Second, kill the second Nevada medical school.

Nevada has fewer than 3 million people, most of them hard pressed by a tax system that screws most of them. The state has provided a medical school, located in Reno. The notion that this state can afford two medical schools—one north, one south—is sanity-challenged. The existing school is not called the UNR Medical School. It’s the Nevada School of Medicine. Its annual budget is $270 million. It’s in Reno not for any good reason but because billionaire Howard Hughes offered money for it at a key moment, when Reno had muscle in the Legislature. Political scientists like Eleanore Bushnell warned that allowing Hughes to interfere in the political process would cause problems, but no one listened to those ivory tower folks.

Other than regional pride, there is no sensible reason for a second medical school, nor can taxpayers afford one. Those pushing the idea aren’t the ones who would bear the burden of paying for it. Medical schools are incredibly expensive. The first Nevada medical school forced the repeal of a long-time state law capping all state salaries.

Third, get rid of public information officers. Legislative budgeters will find salary savings are substantial.
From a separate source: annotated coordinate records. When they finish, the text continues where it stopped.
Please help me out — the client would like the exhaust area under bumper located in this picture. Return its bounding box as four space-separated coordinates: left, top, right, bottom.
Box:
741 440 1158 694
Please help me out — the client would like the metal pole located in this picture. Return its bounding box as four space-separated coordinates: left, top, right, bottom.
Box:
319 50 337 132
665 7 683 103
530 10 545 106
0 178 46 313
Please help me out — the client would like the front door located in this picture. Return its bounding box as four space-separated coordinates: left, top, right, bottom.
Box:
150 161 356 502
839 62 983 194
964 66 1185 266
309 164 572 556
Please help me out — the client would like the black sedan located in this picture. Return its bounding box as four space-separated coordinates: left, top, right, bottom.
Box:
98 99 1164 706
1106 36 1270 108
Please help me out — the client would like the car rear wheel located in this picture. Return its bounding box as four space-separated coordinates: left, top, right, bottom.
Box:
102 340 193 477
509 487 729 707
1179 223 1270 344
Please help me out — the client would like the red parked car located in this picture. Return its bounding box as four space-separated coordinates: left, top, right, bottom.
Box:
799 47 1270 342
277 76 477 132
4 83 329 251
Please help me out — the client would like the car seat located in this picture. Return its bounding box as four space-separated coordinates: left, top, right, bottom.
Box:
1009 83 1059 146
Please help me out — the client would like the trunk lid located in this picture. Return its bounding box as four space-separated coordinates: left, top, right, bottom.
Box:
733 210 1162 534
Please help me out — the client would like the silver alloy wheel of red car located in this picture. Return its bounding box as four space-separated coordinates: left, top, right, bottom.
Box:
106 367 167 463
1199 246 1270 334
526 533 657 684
Public information officers were created to put reporters in touch with those in the bureaucracy who have the information needed and then step aside. But over the years, their role has evolved. PIOs now shield officials and agencies from scrutiny and often serve as spokespeople themselves instead of the actual experts.

“But over the past 20 years, government leaders have been using [PIOs] to monitor employee communication with the press,” the Columbia Journalism Review recently reported of federal PIOs, quoting reporter Kathryn Foxhall: “It is massive, pernicious censorship that is now a cultural norm. It’s people in power stopping the flow of information to the public according to their own ideas and desires.”

PIOs should be cut at all government levels, but let’s start with the state. It’s time for state agency directors and Supreme Court justices to start speaking for themselves again instead of hiding behind flacks.